Delhi Seminar to Highlight the Importance of Tibet’s Water Resources
19 November 2003: The Environment and Development Desk of the Department of Information and International Relations (DIIR) of the Central Tibetan Administration (CTA) and the Tibetan Parliamentary and Policy Research Centre (TPPRC) will organise a seminar titled Use of Tibet’s Water Resources and Its Impacts on the Indian Sub-continent on 22 November 2003 at the India International Centre in New Delhi.
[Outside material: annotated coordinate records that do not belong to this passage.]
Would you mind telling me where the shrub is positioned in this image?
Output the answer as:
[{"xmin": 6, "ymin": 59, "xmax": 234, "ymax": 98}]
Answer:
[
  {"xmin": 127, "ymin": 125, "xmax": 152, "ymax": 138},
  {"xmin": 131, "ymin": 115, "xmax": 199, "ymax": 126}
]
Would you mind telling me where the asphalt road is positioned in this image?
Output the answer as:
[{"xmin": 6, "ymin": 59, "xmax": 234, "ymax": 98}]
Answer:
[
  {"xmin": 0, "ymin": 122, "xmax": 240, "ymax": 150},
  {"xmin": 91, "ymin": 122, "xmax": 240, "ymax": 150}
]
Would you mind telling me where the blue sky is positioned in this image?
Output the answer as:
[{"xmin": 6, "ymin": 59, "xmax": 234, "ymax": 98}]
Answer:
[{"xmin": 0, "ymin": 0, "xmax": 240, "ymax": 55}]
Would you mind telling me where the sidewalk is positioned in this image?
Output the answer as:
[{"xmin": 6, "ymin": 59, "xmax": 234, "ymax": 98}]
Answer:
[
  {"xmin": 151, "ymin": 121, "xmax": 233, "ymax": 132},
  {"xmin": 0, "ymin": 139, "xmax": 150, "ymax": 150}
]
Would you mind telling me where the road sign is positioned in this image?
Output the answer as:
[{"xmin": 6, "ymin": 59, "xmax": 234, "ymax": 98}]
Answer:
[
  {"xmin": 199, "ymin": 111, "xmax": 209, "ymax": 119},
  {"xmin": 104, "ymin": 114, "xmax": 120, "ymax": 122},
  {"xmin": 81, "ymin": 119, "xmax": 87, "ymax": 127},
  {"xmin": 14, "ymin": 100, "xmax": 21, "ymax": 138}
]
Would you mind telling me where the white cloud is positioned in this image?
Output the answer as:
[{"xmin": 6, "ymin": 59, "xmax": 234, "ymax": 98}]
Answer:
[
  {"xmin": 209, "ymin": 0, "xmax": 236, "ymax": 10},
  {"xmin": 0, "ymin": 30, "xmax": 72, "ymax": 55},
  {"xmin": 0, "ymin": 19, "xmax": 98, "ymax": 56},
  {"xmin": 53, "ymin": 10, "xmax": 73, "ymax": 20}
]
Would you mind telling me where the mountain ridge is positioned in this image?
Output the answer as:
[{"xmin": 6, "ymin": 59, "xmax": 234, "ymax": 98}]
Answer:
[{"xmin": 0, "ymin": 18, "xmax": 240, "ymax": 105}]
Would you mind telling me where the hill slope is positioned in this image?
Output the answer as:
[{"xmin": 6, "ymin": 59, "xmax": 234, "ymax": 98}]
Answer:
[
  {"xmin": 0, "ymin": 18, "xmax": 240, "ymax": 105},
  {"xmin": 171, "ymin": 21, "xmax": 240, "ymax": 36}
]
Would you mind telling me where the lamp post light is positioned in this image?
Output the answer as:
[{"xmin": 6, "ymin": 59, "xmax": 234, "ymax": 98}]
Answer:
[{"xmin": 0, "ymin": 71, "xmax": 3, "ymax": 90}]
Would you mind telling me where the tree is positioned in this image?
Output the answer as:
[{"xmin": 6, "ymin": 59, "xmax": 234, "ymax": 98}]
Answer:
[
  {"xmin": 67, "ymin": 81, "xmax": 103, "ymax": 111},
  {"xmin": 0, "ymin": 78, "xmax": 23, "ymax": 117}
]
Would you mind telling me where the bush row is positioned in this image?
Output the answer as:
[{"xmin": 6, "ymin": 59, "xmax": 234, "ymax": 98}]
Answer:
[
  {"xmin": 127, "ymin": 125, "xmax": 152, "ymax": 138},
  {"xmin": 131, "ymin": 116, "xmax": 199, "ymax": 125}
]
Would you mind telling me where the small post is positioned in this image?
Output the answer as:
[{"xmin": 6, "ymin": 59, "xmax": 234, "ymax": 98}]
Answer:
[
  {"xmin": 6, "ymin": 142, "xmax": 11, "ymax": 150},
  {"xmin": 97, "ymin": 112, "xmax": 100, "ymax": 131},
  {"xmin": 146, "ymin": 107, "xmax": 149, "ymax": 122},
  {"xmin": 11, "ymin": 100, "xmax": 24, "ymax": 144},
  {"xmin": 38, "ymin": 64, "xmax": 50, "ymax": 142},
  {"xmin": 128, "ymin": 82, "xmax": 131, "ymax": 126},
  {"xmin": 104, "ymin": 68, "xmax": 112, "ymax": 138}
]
Mr. Thubten Samphel, the Secretary of the Department of Information and International Relations, said, “We are organising this seminar in order to raise awareness about the vital role the Tibetan plateau plays as the source of water resources for millions of people in Asia.” Eight-speakers, are all water or environmental experts or activists will present their views, including Dr. B. G. Verghese from the Centre for Policy Research who authored the book Waters of Hope; Professor V. Subramanian from the Jawaharlal Nehru University’s School of Environmental Sciences; Mr. Rajendra Singh, a Magsaysay Awardee and the National President of Jal Biradari; Shri Sunder Lal Bahuguna, Chipko Movement; Major General (Retr.) Vinod Saighal, Director, EcoMonitor’s Society; Dr. Claude Arpi, Tibetologist and Environmental activist; Dr. Arun Kumar, Water Expert, and Ms. Tsering Yangchen, the Environment and Development Desk.
Tibet, due to its geographic location and geological formation, is the principal watershed for Asia. Four of the Indian Subcontinent’s largest rivers such as Brahmaputra, Indus, Sutlej and Karnali originate from Tibet. Other important rivers flowing from Tibet include Drichu (Yangtze), Zachu (Mekong), Machu (Huang Ho, Yellow River), Gyalmo Ngulchu (Salween), and Phung Chu/Bhumchu (Arun). Currently 90% of their runoff flows downstream to China, India, Bangladesh, Nepal, Bhutan, Pakistan, Thailand, Myanmar, Laos, Cambodia and Vietnam.
Since those rivers bring fresh water to over half of Asia’s population, the protection of those headwaters from mismanagement and pollution become very urgent. For the last fifty years, the sustainable management practices of the Tibetan people were dramatically interrupted by Chinese occupation and subsequent “development” policy in Tibet. China’s development program for Tibet include logging of its forests, extraction of its minerals, expansion of urban areas, sizeable population transfer, building of dams and hydro power plants, and construction of military roads and railways. All of these policies were designed to benefit the Chinese Government and the Eastern industrial provinces, at a heavy cost for the Tibetan people and the Plateau’s fragile ecosystem.
Much of the environmental damage caused by China’s practices contributes directly to the destruction of Tibet’s mighty rivers. These rivers feeding most of Asia, are now often choked with silt, flooded with excess waters, or even dry where they used to run strong. So this seminar, Mr. Samphel said, ” also hopes to raise awareness on Tibet’s water resources in this UN Year of Fresh Water”.